Problem $1$:
Given a simple graph $G=(V,E)$, Does $G$ have a Hamiltonian cycle?
Problem $2$:
Given a simple graph $G=(V,E)$ and an integer $k$, Does $G$ have a spanning tree like $T$ such that the degree of each vertex of $T$ is at most $k$?
Question:
Assume that Problem $1$ is NP-Complete. Prove that Problem $2$ is also NP-Complete. (Provide a translation function)
Note: At first, I was thinking of passing $(G,k)$ as the output of the translation function... But that clearly does not work...I'm struggling with finding the appropriate $k$ and the modification of $G$ which does the trick. Unfortunately, I don't even get the idea of reduction in this case...
Thanks in advance.
The Hamiltonian Cycle Problem can be polynomially reduced to the Restricted Spanning Tree Problem with an additional condition on vertex degrees in the following way.

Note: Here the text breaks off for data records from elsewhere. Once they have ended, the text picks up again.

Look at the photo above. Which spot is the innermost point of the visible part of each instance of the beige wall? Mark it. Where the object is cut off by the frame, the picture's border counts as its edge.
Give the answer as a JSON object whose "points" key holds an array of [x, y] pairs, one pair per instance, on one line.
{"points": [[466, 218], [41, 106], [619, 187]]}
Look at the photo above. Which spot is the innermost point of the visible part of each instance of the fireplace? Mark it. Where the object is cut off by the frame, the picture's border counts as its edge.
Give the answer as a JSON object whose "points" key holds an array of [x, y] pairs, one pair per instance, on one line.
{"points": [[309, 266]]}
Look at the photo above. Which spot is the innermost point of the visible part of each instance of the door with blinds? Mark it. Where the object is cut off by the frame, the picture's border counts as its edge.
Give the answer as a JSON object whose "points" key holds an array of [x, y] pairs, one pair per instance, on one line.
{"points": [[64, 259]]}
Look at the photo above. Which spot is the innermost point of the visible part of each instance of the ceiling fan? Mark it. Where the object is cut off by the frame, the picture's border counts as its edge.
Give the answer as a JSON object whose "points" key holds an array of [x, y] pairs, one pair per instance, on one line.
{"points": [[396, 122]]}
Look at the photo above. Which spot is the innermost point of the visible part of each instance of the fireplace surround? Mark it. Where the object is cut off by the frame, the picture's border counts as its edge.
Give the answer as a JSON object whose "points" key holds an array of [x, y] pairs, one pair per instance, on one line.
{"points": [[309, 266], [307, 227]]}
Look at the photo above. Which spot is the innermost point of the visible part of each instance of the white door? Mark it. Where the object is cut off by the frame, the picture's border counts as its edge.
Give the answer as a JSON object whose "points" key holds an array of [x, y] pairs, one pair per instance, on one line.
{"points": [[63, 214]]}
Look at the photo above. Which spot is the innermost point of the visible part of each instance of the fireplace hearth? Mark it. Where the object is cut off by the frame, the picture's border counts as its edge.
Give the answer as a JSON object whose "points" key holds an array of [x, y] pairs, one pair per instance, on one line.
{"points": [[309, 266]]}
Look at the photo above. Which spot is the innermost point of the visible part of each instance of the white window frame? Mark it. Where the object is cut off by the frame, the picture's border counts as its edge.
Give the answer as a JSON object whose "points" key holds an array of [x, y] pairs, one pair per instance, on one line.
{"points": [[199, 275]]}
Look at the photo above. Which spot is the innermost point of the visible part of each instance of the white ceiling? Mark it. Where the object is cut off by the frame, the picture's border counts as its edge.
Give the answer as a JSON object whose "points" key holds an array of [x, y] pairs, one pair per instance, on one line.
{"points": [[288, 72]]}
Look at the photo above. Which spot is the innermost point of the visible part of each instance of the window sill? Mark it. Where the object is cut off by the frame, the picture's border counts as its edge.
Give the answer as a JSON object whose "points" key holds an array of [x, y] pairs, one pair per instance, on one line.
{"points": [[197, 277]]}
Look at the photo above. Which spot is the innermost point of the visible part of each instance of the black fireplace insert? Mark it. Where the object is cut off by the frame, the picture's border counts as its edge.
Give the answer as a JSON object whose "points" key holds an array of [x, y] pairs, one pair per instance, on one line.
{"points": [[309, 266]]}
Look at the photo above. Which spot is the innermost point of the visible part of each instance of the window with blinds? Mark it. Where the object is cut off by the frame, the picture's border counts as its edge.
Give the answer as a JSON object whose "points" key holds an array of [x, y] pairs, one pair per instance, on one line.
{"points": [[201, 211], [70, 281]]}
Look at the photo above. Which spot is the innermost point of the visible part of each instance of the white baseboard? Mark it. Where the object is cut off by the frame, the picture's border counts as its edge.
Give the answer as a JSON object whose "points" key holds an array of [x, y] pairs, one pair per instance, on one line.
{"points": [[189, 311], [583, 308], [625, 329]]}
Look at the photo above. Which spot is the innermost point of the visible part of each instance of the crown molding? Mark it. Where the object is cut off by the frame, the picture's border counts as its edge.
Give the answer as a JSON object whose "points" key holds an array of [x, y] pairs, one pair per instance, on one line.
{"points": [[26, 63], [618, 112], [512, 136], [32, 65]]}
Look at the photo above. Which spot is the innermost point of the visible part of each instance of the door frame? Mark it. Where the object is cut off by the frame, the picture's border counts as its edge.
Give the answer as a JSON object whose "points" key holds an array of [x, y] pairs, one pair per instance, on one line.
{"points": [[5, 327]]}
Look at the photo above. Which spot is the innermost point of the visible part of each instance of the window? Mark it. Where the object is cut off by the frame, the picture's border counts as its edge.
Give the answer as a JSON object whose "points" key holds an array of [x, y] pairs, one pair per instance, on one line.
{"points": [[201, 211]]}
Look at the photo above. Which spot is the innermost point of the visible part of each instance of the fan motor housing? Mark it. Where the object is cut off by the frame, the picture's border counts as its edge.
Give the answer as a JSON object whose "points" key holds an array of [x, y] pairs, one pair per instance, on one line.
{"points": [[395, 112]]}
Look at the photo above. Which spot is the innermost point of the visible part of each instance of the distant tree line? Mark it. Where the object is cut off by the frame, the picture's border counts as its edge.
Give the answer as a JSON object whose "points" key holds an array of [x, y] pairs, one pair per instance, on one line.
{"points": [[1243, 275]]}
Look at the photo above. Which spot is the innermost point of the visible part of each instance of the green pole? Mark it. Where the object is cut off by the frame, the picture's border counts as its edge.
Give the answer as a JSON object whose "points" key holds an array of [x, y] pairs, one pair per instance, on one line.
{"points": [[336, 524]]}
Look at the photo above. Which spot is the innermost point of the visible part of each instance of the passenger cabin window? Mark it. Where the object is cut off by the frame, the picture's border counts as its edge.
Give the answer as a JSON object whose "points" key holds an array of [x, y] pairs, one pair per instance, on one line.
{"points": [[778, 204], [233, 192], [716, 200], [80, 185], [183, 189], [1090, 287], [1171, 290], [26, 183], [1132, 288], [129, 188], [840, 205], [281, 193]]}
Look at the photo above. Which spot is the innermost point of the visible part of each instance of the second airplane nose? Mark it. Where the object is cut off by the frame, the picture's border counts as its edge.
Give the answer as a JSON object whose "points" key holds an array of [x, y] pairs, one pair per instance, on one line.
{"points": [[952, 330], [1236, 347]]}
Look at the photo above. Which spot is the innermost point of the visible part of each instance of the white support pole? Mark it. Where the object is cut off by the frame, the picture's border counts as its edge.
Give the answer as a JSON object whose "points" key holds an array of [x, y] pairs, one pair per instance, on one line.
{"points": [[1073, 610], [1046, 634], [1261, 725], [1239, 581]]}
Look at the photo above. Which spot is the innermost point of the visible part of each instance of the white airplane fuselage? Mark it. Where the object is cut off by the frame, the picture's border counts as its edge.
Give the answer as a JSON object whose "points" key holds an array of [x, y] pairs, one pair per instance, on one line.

To solve HCP for graph $G$ one can take each edge $e \in E(G)$ in turn, subdivide this edge twice (i. e., replace the path $P_2$ by a path $P_4$) and remove the middle of resulting three edges, build in the new graph $H(e)$ a spanning tree of maximum degree $k = 2$. If for some edge $e$ there is such tree, that is a Hamiltonian path $P$, then removing both end vertices of $P$ (that have degree $1$ in graph $H$) and combining residual with $e$ we get a Hamiltonian cycle. If for each $e$ there is no such spanning tree in $H(e)$ then graph $G$ is not Hamiltonian.
Edit. Initial approach was missing essential details of the edge subdivision, therefore was wrong for example for $K_{2,3}$ saying it to be Hamiltonian.